The ensemble’s first project to be created during lockdown, Microfilms, has been developed in two parts with Flinders University and Adelaide College of the Arts.
“The dancers are working with Flinders University and Adelaide College of the Arts to make about 16 new films,” Hays said.
“Each of the company’s nine dancers have been working with the Flinders University team, using their iPhones, to create films.
“Dancers have had to go from concept through to storyboarding to planning the shoot, editing it and getting it ready to show online. So they’ve spent five weeks doing that and we’re going to have a free online showing on May 21.”
Works will run for between two and five minutes each.
Hays said the opportunity to watch the performances free of charge was as a result of ADT’s government funding.
He said while a strong source of revenue for the company came from its public classes, as well as renting out its space and corporate sponsorship, ADT was highly dependent on state and federal grants.
He said through this funding model the company was able to focus on creating works, such as ADT’s latest project – The World’s Smallest Stage.
The new work will be produced as part of the State Government’s $1.5 million arts sector support package, which was announced in March.

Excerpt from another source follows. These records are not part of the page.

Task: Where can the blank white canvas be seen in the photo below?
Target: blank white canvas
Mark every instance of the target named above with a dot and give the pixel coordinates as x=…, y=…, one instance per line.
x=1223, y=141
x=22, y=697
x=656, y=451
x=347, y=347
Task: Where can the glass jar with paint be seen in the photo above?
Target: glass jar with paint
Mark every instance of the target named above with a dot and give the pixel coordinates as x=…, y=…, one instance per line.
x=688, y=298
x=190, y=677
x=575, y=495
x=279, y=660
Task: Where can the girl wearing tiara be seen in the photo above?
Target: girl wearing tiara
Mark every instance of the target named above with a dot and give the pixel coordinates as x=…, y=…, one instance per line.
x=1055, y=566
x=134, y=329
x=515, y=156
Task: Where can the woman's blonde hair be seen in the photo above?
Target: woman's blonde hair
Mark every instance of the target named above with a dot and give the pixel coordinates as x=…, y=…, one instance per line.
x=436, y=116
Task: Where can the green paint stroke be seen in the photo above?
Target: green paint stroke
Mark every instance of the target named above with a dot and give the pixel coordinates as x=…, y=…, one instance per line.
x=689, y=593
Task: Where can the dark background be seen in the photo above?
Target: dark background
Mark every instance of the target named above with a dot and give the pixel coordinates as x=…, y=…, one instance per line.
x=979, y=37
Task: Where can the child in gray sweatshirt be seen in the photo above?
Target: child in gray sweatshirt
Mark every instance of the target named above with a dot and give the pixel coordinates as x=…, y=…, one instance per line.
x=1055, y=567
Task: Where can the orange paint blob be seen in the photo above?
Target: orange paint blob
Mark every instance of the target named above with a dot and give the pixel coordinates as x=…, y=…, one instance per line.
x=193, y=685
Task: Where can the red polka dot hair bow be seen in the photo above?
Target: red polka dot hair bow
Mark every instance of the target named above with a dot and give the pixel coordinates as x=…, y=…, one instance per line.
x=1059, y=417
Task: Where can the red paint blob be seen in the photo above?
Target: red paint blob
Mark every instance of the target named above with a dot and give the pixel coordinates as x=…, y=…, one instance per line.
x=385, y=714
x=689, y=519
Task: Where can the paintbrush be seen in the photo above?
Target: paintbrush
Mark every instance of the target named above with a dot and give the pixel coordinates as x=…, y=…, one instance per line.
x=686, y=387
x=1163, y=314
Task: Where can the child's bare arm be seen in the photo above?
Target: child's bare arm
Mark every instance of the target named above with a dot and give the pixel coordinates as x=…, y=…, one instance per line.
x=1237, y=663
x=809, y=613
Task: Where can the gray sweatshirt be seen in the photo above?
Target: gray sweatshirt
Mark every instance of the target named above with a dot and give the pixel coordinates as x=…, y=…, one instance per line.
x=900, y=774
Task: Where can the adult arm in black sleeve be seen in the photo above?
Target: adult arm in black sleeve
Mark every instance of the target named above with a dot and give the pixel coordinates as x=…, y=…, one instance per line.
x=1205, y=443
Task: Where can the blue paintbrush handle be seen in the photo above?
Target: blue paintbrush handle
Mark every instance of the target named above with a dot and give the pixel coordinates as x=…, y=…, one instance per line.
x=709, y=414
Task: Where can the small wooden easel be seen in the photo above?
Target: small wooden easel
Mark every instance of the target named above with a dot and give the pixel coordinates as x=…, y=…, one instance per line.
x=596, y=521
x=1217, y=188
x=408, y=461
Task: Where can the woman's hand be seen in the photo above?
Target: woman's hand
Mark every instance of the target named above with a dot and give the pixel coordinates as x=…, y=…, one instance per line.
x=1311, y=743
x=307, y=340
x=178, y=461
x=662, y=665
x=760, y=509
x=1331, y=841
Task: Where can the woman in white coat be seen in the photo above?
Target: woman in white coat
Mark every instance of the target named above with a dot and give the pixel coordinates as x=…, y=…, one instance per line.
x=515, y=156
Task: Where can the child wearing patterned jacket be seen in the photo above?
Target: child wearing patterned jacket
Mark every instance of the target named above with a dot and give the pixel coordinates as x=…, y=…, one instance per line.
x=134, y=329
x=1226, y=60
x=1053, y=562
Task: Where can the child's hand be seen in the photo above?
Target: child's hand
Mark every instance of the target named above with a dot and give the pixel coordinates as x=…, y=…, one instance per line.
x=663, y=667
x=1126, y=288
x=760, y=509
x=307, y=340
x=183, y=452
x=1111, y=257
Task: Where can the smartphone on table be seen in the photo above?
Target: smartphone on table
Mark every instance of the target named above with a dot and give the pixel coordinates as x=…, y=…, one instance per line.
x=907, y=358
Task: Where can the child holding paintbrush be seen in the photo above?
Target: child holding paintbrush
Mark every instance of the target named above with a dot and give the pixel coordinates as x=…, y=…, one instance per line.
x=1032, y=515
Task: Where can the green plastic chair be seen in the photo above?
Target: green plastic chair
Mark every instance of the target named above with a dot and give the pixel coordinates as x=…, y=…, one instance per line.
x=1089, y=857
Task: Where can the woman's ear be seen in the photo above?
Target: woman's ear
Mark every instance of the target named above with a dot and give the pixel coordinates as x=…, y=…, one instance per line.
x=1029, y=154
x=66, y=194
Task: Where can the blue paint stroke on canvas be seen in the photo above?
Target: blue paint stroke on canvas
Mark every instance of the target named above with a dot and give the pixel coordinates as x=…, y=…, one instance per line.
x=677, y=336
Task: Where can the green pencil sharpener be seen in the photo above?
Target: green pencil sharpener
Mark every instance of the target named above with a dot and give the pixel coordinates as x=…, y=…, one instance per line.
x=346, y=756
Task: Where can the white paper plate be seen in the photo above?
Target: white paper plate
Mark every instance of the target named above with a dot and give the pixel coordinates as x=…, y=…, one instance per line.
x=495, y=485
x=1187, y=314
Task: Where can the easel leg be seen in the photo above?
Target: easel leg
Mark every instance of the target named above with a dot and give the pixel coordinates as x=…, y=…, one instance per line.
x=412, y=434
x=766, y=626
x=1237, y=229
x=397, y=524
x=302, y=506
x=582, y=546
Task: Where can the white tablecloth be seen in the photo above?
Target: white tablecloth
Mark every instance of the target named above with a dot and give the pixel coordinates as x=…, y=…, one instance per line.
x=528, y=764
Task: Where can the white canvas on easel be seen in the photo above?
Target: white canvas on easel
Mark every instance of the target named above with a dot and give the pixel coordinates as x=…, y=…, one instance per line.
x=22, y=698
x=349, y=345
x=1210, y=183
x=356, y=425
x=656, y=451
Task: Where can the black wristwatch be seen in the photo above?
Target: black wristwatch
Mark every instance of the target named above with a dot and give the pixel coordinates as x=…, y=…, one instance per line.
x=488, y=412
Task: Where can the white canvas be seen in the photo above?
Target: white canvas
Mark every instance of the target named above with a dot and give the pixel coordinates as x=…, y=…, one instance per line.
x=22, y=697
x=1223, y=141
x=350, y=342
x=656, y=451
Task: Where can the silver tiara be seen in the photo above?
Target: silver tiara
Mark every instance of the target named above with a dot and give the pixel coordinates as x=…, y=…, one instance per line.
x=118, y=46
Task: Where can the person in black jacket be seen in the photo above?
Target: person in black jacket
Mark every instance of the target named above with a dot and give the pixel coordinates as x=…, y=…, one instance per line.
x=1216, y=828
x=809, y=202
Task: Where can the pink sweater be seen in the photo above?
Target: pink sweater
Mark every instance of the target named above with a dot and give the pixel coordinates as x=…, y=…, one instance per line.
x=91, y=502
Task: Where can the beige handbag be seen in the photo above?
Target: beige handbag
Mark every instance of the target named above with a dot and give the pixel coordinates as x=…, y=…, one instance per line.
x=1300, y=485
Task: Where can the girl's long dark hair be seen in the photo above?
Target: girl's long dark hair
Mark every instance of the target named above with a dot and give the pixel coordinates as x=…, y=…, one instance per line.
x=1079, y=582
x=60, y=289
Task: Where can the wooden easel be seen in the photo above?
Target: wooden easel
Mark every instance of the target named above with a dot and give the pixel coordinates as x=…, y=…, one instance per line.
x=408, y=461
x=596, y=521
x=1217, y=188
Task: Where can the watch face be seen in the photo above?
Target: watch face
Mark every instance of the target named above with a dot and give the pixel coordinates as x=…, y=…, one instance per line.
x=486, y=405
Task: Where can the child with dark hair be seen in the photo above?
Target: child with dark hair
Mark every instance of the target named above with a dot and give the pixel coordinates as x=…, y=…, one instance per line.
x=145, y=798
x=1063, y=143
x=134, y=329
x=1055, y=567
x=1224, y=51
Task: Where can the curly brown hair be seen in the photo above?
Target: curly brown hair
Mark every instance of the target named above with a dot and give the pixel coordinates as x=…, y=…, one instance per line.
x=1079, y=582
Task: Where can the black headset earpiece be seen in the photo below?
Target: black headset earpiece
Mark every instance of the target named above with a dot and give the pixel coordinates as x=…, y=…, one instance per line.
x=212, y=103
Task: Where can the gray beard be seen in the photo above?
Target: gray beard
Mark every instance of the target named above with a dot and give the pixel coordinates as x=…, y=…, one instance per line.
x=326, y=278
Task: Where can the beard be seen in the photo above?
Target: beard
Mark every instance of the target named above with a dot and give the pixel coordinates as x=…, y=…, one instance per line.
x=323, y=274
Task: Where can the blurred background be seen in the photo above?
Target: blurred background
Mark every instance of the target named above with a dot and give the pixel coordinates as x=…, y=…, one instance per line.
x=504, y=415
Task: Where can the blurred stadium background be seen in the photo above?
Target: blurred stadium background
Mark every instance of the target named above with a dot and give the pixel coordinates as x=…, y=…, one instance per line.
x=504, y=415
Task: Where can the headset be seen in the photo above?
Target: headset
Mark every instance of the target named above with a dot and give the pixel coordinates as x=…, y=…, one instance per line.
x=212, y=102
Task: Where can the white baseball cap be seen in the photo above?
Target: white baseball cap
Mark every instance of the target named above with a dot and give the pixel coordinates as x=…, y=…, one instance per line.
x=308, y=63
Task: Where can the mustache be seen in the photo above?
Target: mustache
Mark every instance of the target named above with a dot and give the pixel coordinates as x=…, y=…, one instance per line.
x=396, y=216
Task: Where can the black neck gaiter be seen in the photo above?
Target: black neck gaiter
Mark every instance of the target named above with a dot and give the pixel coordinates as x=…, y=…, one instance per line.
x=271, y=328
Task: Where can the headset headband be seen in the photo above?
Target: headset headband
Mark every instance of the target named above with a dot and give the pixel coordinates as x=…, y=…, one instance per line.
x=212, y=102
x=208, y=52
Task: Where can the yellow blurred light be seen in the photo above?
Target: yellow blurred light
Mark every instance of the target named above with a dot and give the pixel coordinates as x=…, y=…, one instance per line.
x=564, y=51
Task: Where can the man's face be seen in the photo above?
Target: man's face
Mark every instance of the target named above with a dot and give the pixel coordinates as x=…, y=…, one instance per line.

ADT was one of five organisations to receive a “collaboration grant” which was made available for major arts and cultural organisations.
“With Arts SA’s support, we’ll be commissioning 10 South Australian choreographers to work with 10 South Australian musicians to create works, which will be filmed in people’s houses and streamed and shown online in June,” Hays said.
“We’re really lucky we’re able to support small organisations and independent artists at a time when both of these parts of the sector are being incredibly impacted, and when a lot of independent artists just have no work whatsoever.
“But then also, when we get back to The Odeon and we can have people back in the theatre, we will have a live season of those works.”
Hays said ADT aimed to engage a broad range of artists for the project, including Aboriginal and Torre Strait Islander arts and culture hub Kurruru, young dance troupe Restless Dance, which works with artists with and without disability, as well as independent artists.
“It should be quite an amazing process,” Hays said.
“We’re in a fortunate position because of our infrastructure and our people that we can do this project.
“At the best of times it’s very hard for many artists to get work – and right now there’s actually no work that they can generate themselves.
“So we’re doing as much as we can, as one of the state’s performing arts companies, to support the sector because it’s vital, not just for individual artists’ survival, but the survival of the entire arts community, because it’s all interconnected.”